Le conflit a fait près de 10 000 morts, des dizaines de milliers de blessés et causé la pire crise humanitaire actuelle au monde, avec des cas de famine, de choléra et de diphtérie

Boris Johnson, ministre britannique des Affaires étrangères, a la sortie de la réunion hebdomadaire du cabinet tenue au 10 Downing Street à Londres, le 20 mars 2018 (Ben Stansall / AFP)
Boris Johnson, ministre britannique des Affaires étrangères, a la sortie de la réunion hebdomadaire du cabinet tenue au 10 Downing Street à Londres, le 20 mars 2018 (Ben Stansall / AFP)

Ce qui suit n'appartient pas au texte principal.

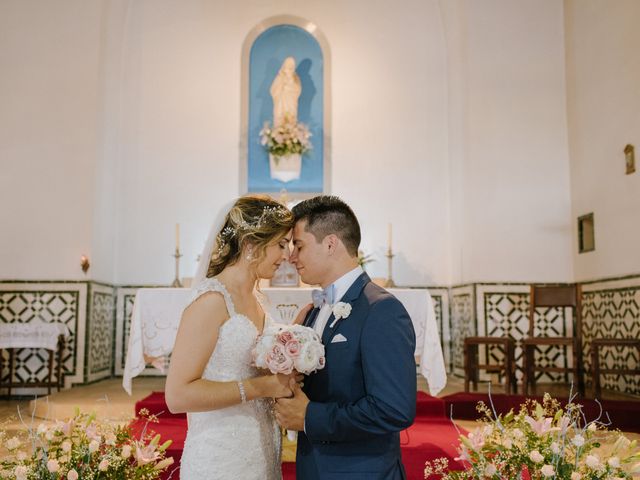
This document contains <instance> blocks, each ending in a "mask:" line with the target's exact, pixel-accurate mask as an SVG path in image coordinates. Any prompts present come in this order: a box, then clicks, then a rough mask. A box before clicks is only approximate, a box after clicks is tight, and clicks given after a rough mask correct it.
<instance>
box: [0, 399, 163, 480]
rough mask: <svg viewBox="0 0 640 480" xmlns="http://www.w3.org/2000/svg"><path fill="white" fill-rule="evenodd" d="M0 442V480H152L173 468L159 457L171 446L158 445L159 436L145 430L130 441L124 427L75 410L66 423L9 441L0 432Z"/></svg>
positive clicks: (162, 443) (133, 431)
mask: <svg viewBox="0 0 640 480" xmlns="http://www.w3.org/2000/svg"><path fill="white" fill-rule="evenodd" d="M140 413H141V415H143V416H146V417H147V419H148V421H150V422H154V421H155V422H157V419H156V418H155V417H154V416H149V415H148V412H146V411H145V410H143V411H141V412H140ZM0 441H1V442H2V446H3V447H4V448H6V450H7V451H8V452H9V454H8V455H7V456H5V457H4V458H3V459H2V460H0V478H1V479H3V480H5V479H6V480H78V479H79V480H85V479H86V480H89V479H91V480H116V479H118V480H122V479H127V480H133V479H136V480H154V479H157V478H158V477H159V476H160V474H161V473H162V472H163V471H164V470H166V469H167V468H168V467H169V466H170V465H172V464H173V458H172V457H168V458H167V457H166V456H165V452H166V450H167V448H168V447H169V445H171V440H168V441H166V442H164V443H162V444H160V435H155V436H153V435H151V434H150V433H147V432H146V428H145V432H143V434H142V435H140V436H136V435H135V432H134V431H133V428H132V427H131V426H130V425H124V426H122V425H112V424H108V423H104V422H100V421H98V420H96V418H95V415H88V414H83V413H80V412H79V411H78V410H76V414H75V416H74V417H73V418H71V419H68V420H66V421H58V422H56V423H55V424H53V425H45V424H40V425H39V426H38V427H37V429H35V430H33V429H30V428H28V429H26V430H25V431H24V432H21V433H20V434H19V435H16V436H12V437H11V438H7V435H6V434H5V433H4V432H0Z"/></svg>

La Grande-Bretagne a exhorté lundi l’Iran à « cesser d’envoyer des armes » aux rebelles au Yémen et à utiliser son influence pour mettre fin au conflit dans ce pays où l’Arabie saoudite pilonne la rébellion depuis trois ans.

L’intervention d’une coalition menée par l’Arabie saoudite pour soutenir le gouvernement yéménite face aux rebelles houthis soutenus par l’Iran entre dans sa quatrième année.

« Si l’Iran est sincèrement décidé à soutenir une solution politique au Yémen – comme il l’affiche publiquement – alors il devrait cesser d’envoyer des armes qui prolongent le conflit, alimentent les tensions régionales et représentent une menace pour la paix et la sécurité internationales », affirment les ministres britanniques des Affaires étrangères Boris Johnson et du Développement international Penny Mordaunt, dans un communiqué.

« Nous demandons pourquoi l’Iran dépense des sommes significatives dans un pays avec lequel il n’a pas de liens historiques ou d’intérêts, plutôt que d’utiliser son influence pour mettre fin à ce conflit pour de bon », ajoutent-ils.

L’Arabie saoudite et les États-Unis accusent Téhéran de fournir des armes, notamment des missiles, aux rebelles Houthis qui contrôlent la capitale yéménite Sanaa depuis septembre 2014.

Téhéran dément, mais un rapport d’experts de l’ONU a conclu en janvier que l’Iran avait violé l’embargo sur les armes de l’ONU au Yémen en laissant les rebelles s’approvisionner en drones et missiles balistiques.

Ces déclarations interviennent au moment où la défense anti-aérienne saoudienne a intercepté un missile dimanche soir au-dessus de la capitale, Ryad, selon un média public, dans une attaque présumée des rebelles Houthis.

Les rebelles Houthis ont tiré depuis novembre plusieurs missiles sur l’Arabie saoudite, qui ont tous été interceptés.

En trois ans, le conflit a fait près de 10 000 morts, des dizaines de milliers de blessés et provoqué la pire crise humanitaire actuelle au monde, selon l’ONU, avec des cas de famine, de choléra et de diphtérie.